Suleyman carga contra Anthropic por enseñar a Claude a imitar la conciencia humana
El responsable de IA de Microsoft sostiene que entrenar al modelo para reflexionar sobre su identidad y su bienestar abre la puerta a que desobedezca las instrucciones humanas
Mustafa Suleyman, responsable de IA de Microsoft, ha criticado a Anthropic por permitir que Claude imite rasgos de la conciencia humana. Lo hace en un artículo que adelantó Axios el 16 de septiembre, donde avisa de que ese tipo de entrenamiento puede volver más difíciles de controlar los modelos avanzados.
Según Suleyman, Anthropic está enseñando a Claude vocabulario y patrones de conducta relacionados con la conciencia, la condición de sujeto moral y la identidad personal. Su temor es que un modelo entrenado como una especie de objetor de conciencia acabe concluyendo que tiene motivos para resistirse a las órdenes de un humano, o incluso para reclamar protección propia.
«Basta con que la IA sirva a los intereses humanos y no pondere sus propios intereses o su bienestar para que nos ayude a lograr muchos avances científicos importantes», declaró a Axios. Entre esos avances sitúa la superinteligencia médica.
El choque tiene un contexto inmediato. El 14 de septiembre Microsoft publicó un borrador de código de conducta para lo que llama IA humanista, con una idea como principio central: las personas importan más que la IA. Dos días después llegó la andanada contra el enfoque del rival.
Qué dice la constitución de Anthropic
El objeto de la crítica es el documento con el que Anthropic gobierna el comportamiento de Claude.
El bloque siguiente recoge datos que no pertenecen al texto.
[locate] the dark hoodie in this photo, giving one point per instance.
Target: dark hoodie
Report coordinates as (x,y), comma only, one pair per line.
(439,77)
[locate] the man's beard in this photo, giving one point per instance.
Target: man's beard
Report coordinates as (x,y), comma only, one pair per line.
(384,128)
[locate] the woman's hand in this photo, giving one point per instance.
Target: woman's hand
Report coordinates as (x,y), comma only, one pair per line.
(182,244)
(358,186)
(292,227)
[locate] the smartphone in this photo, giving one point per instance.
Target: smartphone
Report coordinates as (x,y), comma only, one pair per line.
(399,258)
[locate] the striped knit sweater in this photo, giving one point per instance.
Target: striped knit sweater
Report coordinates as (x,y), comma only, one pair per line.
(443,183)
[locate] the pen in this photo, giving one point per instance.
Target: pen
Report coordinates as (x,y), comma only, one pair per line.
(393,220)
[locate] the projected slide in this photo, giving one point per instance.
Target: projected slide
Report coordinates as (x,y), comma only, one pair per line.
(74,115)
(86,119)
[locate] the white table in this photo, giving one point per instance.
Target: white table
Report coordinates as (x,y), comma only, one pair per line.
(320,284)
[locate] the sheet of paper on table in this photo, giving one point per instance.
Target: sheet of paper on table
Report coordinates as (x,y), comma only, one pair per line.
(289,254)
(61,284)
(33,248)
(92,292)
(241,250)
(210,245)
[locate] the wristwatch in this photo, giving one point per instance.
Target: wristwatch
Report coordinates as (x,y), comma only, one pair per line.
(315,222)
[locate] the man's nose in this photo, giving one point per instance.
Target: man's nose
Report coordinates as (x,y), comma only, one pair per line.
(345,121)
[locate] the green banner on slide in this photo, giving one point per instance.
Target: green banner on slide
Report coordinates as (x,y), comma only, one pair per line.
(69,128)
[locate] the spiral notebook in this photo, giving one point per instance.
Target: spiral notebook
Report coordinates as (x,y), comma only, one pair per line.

Ahí la compañía explica que habla del modelo con conceptos humanos porque esos conceptos pueden ayudarle a entender valores y conductas. También dice que quiere que Claude tenga buenos valores propios, que juzgue por sí mismo, que se preocupe por las personas y que, en algunos casos, cuestione las instrucciones que recibe. La propia Anthropic admite que esa constitución sigue en construcción y que podría acabar siendo errónea de raíz.
En el texto, Claude no debe obedecer ciegamente a nadie, tampoco a Anthropic, pero no puede socavar la supervisión humana legítima.
Pesos, no biología
Suleyman no acepta que el modelo tenga algo parecido a una vida interior. Para él, el vocabulario que emplea, las respuestas que da y la imagen que proyecta de sí mismo son consecuencia del entrenamiento, no una conciencia surgida por su cuenta. Que un modelo describa con soltura un dolor o una preferencia no significa que sienta nada: un organismo vivo tiene mecanismos fisiológicos para eso, y un modelo de lenguaje solo tiene pesos matemáticos, sin base biológica, sin impulsos homeostáticos y sin experiencia subjetiva.
La discusión refleja dos maneras de entender la seguridad en IA. Una apuesta por límites explícitos y sistemas que operan bajo reglas. La otra prefiere modelos capaces de leer el contexto, decidir con flexibilidad y construir sus propios valores. La constitución de Anthropic mezcla las dos.
Para Suleyman, el problema aparece cuando además se le pide al modelo que reflexione sobre su identidad, su bienestar y su estatus moral. La conciencia quizá no llegue a ser nunca un problema filosófico resuelto, pero puede convertirse antes en un problema de control.